In an interview with the Weekly Sillimanian (tWS) last Jan. 23, Misa said there is a mismanagement of solid waste in the university.
“There’s still no segregation going on and we already pointed that out to the administration [since first semester]. However, this [issue] has not been addressed until today,” Misa said.
Although there are color-coded trash bins in the university, they become useless because the biodegradable, non-biodegradable and recyclable wastes are just mixed together and deposited to the open dumpsite in Brgy. Candau-ay, Misa said.
This was confirmed by SUBG superintendent Ygnalaga himself.
“Waste coming from students in trash bins around the university are not segregated before compactors collect them and send them to the dumpsite,” he said in an interview with tWS.
Ygnalaga added the plastic bottles that can be sold or recycled, however, are thrown along with residual or single-use waste.
The university is dumping an average of 200 cubic meters of trash per month to the city’s dumpsite.
The trash comes from the whole Silliman campus, including residential areas such as dormitories and Silliman Village, SU Medical Center, Cafeteria, SU Marine Laboratory and private establishments.
However, Ygnalaga explained that the university has a Material Recover Facility (MRF) at the back of SUBG.
Trash coming from departments in the university such as waste paper, electrical waste, glass and other materials that can be recovered are turned over to SUBG to be placed in the MRF.
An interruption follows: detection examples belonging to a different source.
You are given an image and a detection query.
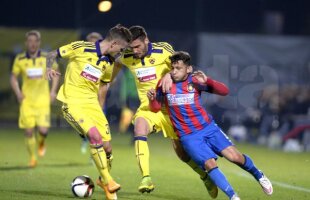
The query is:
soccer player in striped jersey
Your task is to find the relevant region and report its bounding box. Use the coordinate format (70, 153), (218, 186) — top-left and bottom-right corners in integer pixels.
(10, 30), (59, 167)
(147, 51), (273, 200)
(112, 26), (218, 198)
(47, 25), (131, 200)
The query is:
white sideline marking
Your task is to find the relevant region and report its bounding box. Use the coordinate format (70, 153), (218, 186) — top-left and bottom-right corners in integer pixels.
(234, 172), (310, 193)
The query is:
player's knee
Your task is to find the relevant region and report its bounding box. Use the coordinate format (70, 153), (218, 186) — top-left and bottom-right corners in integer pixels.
(87, 127), (103, 145)
(205, 158), (217, 171)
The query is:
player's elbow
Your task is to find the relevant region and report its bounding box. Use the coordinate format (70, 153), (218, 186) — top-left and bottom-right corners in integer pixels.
(149, 100), (161, 113)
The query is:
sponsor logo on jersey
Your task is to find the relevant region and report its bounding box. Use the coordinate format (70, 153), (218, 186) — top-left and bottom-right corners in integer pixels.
(135, 67), (156, 82)
(167, 93), (195, 106)
(81, 64), (102, 82)
(26, 68), (43, 79)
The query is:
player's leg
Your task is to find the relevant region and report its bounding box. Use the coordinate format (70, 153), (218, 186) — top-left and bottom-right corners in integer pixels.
(222, 146), (273, 195)
(134, 117), (154, 193)
(172, 139), (218, 199)
(36, 106), (51, 156)
(37, 126), (48, 157)
(25, 128), (37, 167)
(18, 103), (37, 167)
Moreover, biodegradable waste like leaves and twigs are composted for landscaping; while recyclable ones like glass are used as fillers for building foundation. Electrical waste is sold to licensed treaters.
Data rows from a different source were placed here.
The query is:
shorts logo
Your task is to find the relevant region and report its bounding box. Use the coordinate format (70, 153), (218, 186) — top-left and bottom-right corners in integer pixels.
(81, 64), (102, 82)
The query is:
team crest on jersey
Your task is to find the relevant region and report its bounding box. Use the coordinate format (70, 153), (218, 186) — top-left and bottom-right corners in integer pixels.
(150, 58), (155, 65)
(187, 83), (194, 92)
Ygnalaga said they cannot impose stricter policies regarding waste segregation among the students because “it is not part of classroom academic instruction” but rather a moral obligation.
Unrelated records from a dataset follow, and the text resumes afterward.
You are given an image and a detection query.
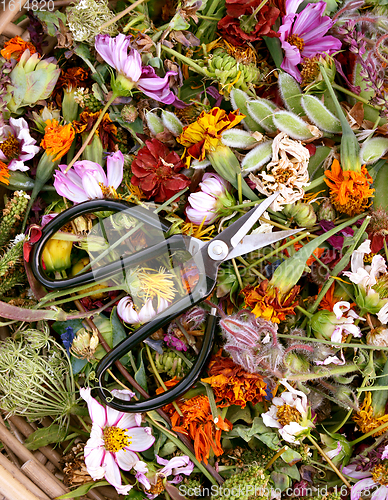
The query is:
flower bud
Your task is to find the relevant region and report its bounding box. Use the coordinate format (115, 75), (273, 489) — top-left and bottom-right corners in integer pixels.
(283, 201), (317, 228)
(310, 309), (337, 340)
(8, 50), (61, 114)
(42, 236), (73, 272)
(317, 198), (337, 221)
(283, 352), (310, 373)
(320, 433), (352, 466)
(121, 104), (139, 123)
“If only students properly throw their trash in the right trash bins, then it is easier for compactors to collect only residual waste,” he added.
Moreover, Ygnalaga challenged the Student Government to “educate the students” on waste segregation.
“I’m placing my challenge to the Student Government.” He said it is their job because they are in touch with the students.
He added that SG should not be just educating but also monitoring if the students really practice waste segregation.
However, SUSG EnviroComm chair Misa said they have been doing information drive on waste management through social media.
“For me, they are asking too much from us students. Yes we are educating the students, but in the case of monitoring the waste that the university accumulates, it’s going to be hard,” said Misa.
“SU is composed of hectares of land and it generates lots of trash in the university, (and how many are we) in EnviroComm?” he added.
Monitoring waste in Silliman requires big commitment and students have to attend to their academic demands.
“If they want this to be really addressed, they should put up an office that is actually addressing the environmental issues of Silliman.”
Misa said he has already heard the advice from BG many times before, but he stressed the change should start from BG themselves because they have the authority to implement changes.
Misa said: “It’s so hard to tell students to segregate their garbage when they are telling you, (segregation is useless because garbage is dumped all together).”